Answered array_view memory restrictions

  • Thursday, August 16, 2012 8:25 PM
     
     

    Hello,

    I'm trying to implement c++ AMP in my native c++ convolutional neural network library. But I don't quite understand how you can copy something like a vector<vector<vector<int_2>>> connections; to an array_view (on the gpu memory) when there is no fixed width in the number of elements in connections in every dimension. All the c++ AMP samples I've already explored have always a rather simple data structure. I was also wondering if it is possible with c++ AMP to create your memory structures directly on the GPU without some sort of copying an array from cpu side.

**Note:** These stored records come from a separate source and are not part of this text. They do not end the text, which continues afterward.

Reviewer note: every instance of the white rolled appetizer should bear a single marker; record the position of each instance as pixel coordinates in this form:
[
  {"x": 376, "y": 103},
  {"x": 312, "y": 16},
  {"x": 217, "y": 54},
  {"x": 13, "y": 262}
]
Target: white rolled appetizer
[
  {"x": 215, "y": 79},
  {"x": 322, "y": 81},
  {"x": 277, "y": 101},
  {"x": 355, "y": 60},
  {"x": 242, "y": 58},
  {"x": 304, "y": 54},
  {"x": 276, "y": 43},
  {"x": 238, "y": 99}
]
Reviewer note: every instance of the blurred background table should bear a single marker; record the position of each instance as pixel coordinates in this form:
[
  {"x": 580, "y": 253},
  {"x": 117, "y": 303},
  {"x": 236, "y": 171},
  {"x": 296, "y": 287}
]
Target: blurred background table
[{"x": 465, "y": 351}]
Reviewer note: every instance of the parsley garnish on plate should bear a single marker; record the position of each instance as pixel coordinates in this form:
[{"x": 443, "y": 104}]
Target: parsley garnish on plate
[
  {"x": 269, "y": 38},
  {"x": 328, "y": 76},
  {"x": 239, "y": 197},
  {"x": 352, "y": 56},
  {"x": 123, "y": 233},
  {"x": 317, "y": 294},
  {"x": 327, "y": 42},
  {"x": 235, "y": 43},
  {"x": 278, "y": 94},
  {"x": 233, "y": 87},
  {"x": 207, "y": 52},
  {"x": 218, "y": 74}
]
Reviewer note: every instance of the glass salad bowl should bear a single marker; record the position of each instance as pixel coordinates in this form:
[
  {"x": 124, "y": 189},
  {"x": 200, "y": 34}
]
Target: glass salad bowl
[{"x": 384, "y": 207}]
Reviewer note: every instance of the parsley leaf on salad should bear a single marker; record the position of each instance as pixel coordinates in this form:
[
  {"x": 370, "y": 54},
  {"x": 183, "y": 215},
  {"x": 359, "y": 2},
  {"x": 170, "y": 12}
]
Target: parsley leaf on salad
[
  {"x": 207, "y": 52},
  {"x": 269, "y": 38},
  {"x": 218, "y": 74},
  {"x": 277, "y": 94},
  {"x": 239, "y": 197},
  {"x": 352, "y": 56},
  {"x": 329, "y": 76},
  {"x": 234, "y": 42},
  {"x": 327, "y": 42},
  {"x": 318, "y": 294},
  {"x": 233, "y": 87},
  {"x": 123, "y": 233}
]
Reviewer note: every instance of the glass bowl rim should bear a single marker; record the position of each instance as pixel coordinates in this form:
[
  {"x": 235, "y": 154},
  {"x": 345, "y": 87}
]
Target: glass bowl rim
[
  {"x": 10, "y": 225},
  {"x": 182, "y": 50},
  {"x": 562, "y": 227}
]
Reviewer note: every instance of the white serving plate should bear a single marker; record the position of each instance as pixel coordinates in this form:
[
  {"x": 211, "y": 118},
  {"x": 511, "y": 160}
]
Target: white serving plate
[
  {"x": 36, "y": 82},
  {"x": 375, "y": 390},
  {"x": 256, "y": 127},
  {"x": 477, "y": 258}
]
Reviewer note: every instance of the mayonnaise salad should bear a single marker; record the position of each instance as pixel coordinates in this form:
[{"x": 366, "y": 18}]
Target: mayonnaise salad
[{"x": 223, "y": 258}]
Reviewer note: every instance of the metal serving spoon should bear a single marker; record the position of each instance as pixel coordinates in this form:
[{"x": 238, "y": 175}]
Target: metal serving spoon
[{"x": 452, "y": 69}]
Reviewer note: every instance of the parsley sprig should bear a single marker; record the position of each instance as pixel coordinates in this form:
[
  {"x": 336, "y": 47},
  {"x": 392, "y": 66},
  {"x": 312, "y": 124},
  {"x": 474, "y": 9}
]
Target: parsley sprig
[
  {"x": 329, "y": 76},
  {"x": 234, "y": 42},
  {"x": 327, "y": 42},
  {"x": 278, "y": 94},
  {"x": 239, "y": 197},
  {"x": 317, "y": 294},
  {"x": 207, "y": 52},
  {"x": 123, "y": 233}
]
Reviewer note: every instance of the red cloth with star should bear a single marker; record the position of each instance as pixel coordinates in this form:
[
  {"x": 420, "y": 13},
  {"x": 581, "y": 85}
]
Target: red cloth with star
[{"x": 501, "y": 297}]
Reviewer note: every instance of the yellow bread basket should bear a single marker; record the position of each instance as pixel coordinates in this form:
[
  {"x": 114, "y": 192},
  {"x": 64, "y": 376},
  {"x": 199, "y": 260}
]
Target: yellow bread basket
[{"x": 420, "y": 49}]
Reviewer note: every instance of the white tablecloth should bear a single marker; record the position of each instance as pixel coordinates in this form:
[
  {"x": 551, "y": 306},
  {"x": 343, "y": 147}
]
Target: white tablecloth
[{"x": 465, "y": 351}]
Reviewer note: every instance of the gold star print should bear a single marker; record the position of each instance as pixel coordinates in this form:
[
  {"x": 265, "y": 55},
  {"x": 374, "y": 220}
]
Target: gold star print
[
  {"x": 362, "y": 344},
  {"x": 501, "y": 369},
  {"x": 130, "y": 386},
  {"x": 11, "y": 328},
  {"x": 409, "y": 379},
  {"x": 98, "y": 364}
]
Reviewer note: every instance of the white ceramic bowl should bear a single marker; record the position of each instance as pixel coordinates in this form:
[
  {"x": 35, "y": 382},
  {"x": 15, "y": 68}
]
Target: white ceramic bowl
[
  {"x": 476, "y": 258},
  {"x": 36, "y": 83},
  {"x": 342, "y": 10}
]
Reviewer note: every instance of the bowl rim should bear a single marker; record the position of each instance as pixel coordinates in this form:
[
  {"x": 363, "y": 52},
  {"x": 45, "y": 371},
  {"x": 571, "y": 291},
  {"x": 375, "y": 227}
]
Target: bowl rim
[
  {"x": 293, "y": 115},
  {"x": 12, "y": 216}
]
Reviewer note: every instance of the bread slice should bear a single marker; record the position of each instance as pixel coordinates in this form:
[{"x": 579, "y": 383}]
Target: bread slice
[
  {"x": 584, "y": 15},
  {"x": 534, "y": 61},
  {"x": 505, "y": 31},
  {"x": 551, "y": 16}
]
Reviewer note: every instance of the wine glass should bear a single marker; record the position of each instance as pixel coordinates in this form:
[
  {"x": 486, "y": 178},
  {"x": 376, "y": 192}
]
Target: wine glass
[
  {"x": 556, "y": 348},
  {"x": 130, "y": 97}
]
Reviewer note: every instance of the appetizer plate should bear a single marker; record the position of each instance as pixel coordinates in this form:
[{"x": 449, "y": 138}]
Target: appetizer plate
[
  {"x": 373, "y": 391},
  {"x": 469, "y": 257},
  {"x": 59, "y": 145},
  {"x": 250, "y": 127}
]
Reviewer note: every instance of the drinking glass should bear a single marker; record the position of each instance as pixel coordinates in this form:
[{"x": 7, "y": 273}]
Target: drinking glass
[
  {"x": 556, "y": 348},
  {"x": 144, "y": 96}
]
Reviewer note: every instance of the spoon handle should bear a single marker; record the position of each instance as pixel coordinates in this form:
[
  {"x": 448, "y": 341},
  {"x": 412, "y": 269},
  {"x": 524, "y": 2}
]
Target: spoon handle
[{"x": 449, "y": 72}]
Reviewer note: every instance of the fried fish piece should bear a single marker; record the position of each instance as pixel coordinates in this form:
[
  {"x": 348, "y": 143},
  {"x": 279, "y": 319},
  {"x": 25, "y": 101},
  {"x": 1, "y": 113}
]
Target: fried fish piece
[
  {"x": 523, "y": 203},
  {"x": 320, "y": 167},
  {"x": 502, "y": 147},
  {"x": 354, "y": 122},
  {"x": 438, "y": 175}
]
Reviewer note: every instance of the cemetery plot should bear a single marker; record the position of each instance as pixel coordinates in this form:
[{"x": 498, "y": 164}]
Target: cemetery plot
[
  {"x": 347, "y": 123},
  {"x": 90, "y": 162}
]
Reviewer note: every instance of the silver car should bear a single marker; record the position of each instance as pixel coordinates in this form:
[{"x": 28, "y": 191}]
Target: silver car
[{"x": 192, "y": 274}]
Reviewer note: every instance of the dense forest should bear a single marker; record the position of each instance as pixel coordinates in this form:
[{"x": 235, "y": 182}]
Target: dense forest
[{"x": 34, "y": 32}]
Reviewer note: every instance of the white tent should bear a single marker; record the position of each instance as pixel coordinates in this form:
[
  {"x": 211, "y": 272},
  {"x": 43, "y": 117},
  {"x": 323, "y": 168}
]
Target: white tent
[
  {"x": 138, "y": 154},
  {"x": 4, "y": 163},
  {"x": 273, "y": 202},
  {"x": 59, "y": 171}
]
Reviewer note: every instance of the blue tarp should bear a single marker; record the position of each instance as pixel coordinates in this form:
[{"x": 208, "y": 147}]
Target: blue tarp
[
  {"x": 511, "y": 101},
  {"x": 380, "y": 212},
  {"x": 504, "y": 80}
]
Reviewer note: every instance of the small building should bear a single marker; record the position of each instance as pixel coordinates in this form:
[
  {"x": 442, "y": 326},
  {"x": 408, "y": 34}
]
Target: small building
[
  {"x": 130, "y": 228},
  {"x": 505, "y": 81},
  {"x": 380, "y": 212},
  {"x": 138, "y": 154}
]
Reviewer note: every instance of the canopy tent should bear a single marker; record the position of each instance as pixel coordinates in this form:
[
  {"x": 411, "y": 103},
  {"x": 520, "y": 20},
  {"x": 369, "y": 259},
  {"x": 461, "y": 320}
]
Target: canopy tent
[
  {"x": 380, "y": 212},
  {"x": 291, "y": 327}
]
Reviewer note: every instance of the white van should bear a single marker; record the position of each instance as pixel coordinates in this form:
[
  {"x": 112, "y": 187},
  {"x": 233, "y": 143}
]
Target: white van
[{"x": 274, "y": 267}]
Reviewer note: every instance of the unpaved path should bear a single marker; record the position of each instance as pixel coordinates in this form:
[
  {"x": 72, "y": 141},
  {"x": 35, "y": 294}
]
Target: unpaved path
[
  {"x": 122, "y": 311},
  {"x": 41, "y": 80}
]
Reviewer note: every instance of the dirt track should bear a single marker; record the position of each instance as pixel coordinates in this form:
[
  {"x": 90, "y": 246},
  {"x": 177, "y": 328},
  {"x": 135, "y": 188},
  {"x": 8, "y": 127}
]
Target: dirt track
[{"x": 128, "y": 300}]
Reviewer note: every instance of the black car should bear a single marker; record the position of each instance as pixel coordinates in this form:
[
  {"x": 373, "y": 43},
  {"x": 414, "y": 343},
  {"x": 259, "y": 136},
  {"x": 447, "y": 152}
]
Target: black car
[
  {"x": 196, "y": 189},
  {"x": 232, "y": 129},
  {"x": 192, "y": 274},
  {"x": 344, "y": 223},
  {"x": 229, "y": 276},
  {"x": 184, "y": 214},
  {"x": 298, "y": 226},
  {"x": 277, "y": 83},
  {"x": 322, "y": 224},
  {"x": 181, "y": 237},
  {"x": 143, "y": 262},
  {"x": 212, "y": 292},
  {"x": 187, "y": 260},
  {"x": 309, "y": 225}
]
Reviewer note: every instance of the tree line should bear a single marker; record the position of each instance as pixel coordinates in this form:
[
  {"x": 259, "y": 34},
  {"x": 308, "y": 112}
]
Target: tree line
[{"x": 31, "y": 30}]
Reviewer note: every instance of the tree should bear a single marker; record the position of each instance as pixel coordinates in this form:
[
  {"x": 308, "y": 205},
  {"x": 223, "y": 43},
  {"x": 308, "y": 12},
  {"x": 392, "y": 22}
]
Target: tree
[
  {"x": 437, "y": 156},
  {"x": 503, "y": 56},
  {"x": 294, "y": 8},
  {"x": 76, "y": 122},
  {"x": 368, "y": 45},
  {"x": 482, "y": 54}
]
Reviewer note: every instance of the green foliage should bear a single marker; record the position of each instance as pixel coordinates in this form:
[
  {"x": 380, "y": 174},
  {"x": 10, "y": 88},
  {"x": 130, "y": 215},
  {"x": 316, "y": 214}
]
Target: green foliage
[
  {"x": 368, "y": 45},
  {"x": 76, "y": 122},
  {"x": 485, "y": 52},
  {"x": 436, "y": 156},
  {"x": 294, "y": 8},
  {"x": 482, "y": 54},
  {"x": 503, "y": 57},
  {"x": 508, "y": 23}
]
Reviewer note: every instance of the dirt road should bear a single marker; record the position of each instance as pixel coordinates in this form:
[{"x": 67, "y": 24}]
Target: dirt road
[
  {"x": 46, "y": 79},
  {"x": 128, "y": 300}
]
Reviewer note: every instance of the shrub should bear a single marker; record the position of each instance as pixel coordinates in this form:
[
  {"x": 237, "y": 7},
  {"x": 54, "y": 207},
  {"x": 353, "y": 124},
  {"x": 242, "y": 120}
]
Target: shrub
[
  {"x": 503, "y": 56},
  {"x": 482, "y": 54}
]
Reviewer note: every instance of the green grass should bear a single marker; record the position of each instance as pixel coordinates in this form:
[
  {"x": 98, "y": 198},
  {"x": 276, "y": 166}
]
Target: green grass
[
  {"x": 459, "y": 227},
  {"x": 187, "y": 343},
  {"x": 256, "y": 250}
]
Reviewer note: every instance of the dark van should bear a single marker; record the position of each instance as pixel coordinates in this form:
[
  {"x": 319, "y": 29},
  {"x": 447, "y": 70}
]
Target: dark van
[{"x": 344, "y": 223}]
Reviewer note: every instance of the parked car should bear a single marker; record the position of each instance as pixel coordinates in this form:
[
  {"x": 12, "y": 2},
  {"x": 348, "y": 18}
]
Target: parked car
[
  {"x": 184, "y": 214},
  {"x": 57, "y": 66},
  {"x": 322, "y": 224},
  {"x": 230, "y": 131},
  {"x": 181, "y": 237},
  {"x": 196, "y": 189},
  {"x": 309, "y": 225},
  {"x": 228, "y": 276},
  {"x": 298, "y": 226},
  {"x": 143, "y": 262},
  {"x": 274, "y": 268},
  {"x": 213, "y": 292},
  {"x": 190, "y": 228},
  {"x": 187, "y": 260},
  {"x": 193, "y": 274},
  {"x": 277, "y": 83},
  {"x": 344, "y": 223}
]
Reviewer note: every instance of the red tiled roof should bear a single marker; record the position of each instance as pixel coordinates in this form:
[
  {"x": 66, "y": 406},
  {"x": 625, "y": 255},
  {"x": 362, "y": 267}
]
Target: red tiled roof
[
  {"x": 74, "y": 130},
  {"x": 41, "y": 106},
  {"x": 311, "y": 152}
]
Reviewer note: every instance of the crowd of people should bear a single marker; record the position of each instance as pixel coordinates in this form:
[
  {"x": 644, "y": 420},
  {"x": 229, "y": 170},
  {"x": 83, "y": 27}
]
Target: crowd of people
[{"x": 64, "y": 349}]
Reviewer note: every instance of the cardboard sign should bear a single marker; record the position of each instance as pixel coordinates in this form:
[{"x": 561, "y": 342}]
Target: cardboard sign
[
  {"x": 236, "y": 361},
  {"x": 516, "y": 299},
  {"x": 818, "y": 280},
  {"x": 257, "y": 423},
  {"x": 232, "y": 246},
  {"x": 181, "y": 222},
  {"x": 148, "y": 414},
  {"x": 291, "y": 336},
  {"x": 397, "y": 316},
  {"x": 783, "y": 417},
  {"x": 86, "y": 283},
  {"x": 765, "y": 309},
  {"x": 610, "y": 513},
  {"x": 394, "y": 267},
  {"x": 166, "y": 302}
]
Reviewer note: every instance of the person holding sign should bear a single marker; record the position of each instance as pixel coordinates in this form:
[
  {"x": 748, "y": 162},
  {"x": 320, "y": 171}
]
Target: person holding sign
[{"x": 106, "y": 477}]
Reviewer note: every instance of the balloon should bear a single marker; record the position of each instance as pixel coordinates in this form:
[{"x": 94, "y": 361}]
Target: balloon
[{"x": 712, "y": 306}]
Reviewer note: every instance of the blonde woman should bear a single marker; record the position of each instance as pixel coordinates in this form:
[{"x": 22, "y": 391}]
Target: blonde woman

    (hope this make some sense)

    thanks,

    Filip  


    • Edited by Zamirra Thursday, August 16, 2012 8:28 PM
    •  

All Replies

  • Monday, August 20, 2012 7:34 PM
    Owner
     
     Answered

    Hi Zamirra,

    C++ AMP requires the data source underlying an array_view to be contiguous in memory. However, you can build a higher level abstraction of a multidimensional container with varying sizes of sub-arrays, by using an underlying storage (array_view) that is contiguously laid out in memory and an auxiliary array_view that contains the offsets of the respective sub-arrays within the actual underlying contiguous storage.

    For example, a 2 dimensional arrays of arrays will look like the following. Note that this does not provide a dynamically growing container like std::vector does.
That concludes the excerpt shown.